Selon les services de secours maritime espagnols, qui diffusent très régulièrement sur leur fil Twitter des images des embarcations clandestines arrivant en Espagne, 38 Marocains auraient débarqué à Barbate, en Andalousie, le 15 juin. Plusieurs autres photos publiées ces derniers jours montrent des jeunes "d'origine maghrébine" à bords de bateaux pneumatiques, sans que leur nationalité ne soit toutefois précisée.

"Nous constatons une recrudescence de jeunes Marocains qui tentent la traversée. Même les migrants subsahariens sont étonnés de voir beaucoup de Marocains dans les embarcations, et nous demandent ce qui se passe en ce moment au Maroc", explique Helena Maleno, qui précise qu'il s'agit surtout de jeunes, beaucoup d'adolescents, qui fuient parfois de nuit.

Selon elle, les mesures de sécurité pour empêcher les passages clandestins auraient néanmoins été renforcées ces derniers jours, notamment à l'occasion de l'Aïd el-Fitr.

Le ministre de l'Intérieur espagnol, Juan Ignacio Zoido, a lui aussi confirmé l'arrivée "massive" de Marocains sur les côtes ibériques. Quarante mineurs d'origine marocaine ont ainsi débarqué ces derniers jours à bord de deux petits bateaux sur la côte de Tarifa. Ils ont été placés dans des centres d'accueil à Jimena et Gibraltar, en raison de la saturation des centres de détention des étrangers (CIE) à Algeciras et Tarifa.

"Nous connaissons un afflux important de migrants, en particulier en Andalousie, dans les zones de Tarifa et Motril", a déclaré le ministre lundi 26 juin lors d'une conférence sur l'opération "passage du détroit" (OPE) organisée par la société espagnole de radiodiffusion Cadena SER. "Les centres de détention des étrangers sont saturés en raison de cet afflux massif", a-t-il admis.

Difficile néanmoins pour le moment de faire le rapprochement direct entre le soulèvement populaire dans le Rif et ces tentatives d'immigration clandestine. "Pour l'instant, nous constatons cette hausse du nombre de Marocains qui traversent clandestinement vers l'Espagne, mais on ne peut tirer de conclusions hâtives", indique Mehdi Alioua, sociologue, enseignant-chercheur à l’Université internationale de Rabat et président du Gadem (Groupe antiraciste de défense et d'accompagnement des étrangers et migrants).

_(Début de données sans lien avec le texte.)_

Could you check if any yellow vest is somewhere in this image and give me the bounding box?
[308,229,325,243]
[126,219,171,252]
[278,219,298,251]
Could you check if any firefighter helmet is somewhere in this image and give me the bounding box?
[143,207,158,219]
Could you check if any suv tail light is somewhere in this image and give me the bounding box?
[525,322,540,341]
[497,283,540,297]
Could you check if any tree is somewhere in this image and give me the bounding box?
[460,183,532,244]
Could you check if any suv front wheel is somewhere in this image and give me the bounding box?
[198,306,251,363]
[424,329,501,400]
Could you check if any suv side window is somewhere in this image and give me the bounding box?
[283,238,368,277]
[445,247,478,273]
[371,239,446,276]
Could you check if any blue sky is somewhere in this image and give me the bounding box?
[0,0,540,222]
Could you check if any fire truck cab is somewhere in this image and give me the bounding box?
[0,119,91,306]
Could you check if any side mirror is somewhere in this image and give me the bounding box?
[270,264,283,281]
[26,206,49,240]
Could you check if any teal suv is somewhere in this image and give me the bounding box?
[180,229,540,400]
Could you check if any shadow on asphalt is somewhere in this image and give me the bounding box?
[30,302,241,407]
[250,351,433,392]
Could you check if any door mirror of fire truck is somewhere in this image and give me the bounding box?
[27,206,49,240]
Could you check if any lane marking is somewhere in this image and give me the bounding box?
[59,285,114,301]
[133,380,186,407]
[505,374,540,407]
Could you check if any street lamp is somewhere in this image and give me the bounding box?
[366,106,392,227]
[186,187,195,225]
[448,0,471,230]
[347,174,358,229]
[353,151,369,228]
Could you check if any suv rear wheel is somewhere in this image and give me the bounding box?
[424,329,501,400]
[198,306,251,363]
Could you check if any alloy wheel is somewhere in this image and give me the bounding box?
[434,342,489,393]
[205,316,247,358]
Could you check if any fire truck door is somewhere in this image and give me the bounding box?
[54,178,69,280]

Selon lui, l'été est en effet traditionnellement une période propice à l'immigration clandestine. Le retour à la hausse de la croissance économique espagnole et la fin relative de la crise pourraient également expliquer ce regain d'intérêt pour la péninsule ibérique auprès des jeunes Marocains. "Il faudra voir à la fin de la saison les chiffres exacts sur le nombre de Marocains arrivés en Espagne cet été, et savoir d'où ils viennent exactement", explique-t-il.

"Le passage illégal de Marocains vers l'Espagne continue, même s'il est en baisse depuis une dizaine d'années. Nous sommes focalisés sur ce qui se passe à Al Hoceima et dans le nord du Maroc depuis quelques mois, mais l'immigration de jeunes du Rif a toujours existé", rappelle-t-il.